Now for the headlight ring.  This is another item that it would be nice to just buy somewhere, but as far as I can tell, no one offers them.  I decided it was probably less work to build the rings from scratch than to fix the originals. I had to make the rings for both fenders.  

First, the pieces are cut from 20 gauge stock.  There is the face ring, a shallow inside cylinder, and a deeper outside cylinder that doesn't wrap around the entire circimference.




The inturned lip on the inner cylinder was formed by tapping on a improvised jig.




The out-turned lip on the outer cylinder was bent first, then I used my cheapie Harbor Freight stretcher to form the curve.  It's like magic.




Test fitted the pieces, tacked, welded, and dressed.




Before attaching the headlight ring to the wing, I realized that with the ring in place, the whole eyebrow area would be inaccessible, with no good way to get primer or paint in there.  Maybe this is why these areas were so prone to rust.  

I brushed two coats of POR15 onto the areas of the wing and the headlight ring that would be hard to reach after assembly.  When that was set, I applied a weld-through zinc promer to the mating surfaces of the ring and the fender.




Fitted the ring, and, hanging the spot welder from a skyhook, welded it in place.




A little bracket braces the ring from the top.




There is also a brace welded to the inboard side of the ring that attaches to the tub.  I removed the original, cleaned it up, and reused it.




Front end is looking a lot more respectable now.




The next major area on the front wing was the lower rear area where it wraps under the sill.  Mine looked like lace.




Almost all the damage was on the curved part of the panel below the horizontal style line.  There are patch panels available for this area, but I consider them kind of expensive.  Also, I liked the idea of trying my hand at making one from scratch.  I decided to make a panel that would fit just below the style line.

First, there were a few areas above the line that had to be fixed.




Then I made a pattern from masking tape, and cut a piece of metal.




Bent the lower lip, and formed the curve by hand.




There is this little feature on the bottom flange--a drain, I'm guessing, for all the water dumped behind the fender from the cowl and bonnet gutter.

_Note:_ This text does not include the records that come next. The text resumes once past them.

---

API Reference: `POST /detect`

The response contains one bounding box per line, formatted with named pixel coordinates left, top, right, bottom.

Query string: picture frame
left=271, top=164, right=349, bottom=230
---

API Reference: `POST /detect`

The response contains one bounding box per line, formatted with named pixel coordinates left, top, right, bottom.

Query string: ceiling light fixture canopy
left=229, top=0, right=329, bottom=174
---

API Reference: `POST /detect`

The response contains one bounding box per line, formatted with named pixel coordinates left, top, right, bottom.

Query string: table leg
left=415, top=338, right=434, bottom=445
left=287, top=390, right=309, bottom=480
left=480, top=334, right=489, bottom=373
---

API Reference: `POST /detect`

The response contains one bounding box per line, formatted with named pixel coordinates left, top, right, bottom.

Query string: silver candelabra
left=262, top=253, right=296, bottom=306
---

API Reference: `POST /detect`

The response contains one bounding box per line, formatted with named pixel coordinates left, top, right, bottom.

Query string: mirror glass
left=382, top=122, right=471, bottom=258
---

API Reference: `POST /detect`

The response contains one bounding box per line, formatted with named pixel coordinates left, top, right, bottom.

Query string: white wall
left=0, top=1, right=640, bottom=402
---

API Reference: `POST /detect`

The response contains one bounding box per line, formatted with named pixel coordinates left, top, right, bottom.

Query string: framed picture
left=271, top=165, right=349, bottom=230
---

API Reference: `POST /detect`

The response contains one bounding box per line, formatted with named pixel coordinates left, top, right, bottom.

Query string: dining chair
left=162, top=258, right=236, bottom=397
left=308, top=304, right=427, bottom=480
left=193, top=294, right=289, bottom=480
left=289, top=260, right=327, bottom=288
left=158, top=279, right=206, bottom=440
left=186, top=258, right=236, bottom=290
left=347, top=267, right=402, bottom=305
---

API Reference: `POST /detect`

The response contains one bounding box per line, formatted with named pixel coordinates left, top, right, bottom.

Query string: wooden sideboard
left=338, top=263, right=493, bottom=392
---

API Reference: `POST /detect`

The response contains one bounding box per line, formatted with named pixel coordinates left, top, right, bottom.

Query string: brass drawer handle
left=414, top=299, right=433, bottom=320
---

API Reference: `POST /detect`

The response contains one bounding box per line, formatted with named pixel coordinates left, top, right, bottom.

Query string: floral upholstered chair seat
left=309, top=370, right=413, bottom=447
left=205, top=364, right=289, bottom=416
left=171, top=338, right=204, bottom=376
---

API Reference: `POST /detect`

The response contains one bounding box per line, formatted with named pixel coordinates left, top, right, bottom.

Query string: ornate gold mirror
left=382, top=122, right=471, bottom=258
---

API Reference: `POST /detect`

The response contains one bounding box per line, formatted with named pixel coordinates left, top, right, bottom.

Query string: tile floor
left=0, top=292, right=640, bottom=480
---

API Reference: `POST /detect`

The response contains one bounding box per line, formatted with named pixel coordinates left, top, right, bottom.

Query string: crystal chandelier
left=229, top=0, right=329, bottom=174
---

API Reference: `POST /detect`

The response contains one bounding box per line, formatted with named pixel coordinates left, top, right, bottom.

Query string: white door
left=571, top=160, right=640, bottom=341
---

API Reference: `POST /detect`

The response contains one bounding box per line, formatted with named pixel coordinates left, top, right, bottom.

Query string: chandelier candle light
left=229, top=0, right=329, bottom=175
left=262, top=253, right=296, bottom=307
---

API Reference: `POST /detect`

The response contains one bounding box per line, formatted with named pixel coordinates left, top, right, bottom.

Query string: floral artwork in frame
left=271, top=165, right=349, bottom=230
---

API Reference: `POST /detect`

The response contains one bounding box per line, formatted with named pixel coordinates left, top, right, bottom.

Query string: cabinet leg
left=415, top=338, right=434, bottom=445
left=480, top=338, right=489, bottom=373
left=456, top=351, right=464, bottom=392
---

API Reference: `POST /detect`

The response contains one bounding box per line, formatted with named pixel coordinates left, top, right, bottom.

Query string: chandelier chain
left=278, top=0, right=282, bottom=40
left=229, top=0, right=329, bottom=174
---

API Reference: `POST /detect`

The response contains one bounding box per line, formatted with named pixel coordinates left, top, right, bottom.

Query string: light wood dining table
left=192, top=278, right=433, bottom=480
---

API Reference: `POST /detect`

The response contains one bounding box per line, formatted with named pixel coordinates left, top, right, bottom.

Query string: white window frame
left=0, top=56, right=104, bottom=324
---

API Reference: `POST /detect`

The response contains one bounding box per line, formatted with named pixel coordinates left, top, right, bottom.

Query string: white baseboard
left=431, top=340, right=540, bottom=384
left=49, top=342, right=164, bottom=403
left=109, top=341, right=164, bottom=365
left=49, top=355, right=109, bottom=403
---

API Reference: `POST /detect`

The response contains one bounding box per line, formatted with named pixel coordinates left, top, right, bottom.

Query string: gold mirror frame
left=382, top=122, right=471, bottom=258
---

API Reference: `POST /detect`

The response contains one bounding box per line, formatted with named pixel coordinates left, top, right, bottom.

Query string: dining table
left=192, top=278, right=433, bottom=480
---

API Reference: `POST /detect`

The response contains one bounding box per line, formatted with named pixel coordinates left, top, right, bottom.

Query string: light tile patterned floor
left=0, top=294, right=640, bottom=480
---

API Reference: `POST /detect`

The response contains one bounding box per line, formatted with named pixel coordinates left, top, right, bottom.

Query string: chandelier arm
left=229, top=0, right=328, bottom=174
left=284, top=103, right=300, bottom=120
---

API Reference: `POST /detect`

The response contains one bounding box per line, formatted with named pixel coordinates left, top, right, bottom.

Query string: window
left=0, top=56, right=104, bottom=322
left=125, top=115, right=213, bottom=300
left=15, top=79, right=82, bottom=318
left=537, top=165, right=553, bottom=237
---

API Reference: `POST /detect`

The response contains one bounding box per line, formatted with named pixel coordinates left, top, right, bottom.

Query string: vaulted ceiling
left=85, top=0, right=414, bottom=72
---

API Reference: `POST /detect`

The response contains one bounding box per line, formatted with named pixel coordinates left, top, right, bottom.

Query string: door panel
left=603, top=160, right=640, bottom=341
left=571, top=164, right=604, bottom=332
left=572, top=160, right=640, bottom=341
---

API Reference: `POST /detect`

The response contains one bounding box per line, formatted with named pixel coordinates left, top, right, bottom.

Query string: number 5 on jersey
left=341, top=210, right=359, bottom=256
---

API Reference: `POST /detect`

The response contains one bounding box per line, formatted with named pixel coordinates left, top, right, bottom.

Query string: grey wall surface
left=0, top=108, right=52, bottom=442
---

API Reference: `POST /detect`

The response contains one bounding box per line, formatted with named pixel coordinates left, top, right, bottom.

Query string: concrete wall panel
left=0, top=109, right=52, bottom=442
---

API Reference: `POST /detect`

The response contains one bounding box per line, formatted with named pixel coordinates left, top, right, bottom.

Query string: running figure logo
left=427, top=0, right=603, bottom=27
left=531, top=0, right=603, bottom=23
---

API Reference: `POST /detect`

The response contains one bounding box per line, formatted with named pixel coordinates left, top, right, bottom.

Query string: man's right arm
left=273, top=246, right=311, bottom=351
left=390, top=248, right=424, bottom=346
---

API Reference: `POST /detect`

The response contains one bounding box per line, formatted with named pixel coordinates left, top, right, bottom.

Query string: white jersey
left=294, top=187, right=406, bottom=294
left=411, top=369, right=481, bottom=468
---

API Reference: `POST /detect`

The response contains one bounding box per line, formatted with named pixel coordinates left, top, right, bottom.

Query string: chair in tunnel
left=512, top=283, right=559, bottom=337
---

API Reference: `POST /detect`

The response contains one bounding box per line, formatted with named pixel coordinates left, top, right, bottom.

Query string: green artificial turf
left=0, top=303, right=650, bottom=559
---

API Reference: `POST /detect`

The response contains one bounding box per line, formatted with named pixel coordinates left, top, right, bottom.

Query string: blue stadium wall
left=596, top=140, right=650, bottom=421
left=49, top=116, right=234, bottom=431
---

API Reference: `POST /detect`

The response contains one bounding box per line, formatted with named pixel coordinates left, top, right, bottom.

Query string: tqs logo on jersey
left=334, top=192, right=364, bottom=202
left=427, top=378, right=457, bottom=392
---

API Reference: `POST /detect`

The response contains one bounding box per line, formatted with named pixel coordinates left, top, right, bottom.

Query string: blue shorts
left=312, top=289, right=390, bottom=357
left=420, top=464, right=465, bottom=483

To form this, I cut a slit in the right place, stretched the lip to the right shape, and welded it up from the inside.




The depressions for the fasteners along the lower edge of the wing were formed by this little dedicated tool fashioned from a cheap pair of vicegrips.




I cut out the old damaged section and then fitted and tacked in the new one.




Welded and dressed.  It will still take a small amount of filler along the weld lines.




Attention was also needed in some other areas of the wing.  The mounting flange had a few rusted through areas, and there was a hole near the top of the wheel well splash plate.




Rust repair on these rear wings was an interesting challenge for me.  In exchange for the considerable time it took, I got a little better at it.  Cash cost was next to nothing.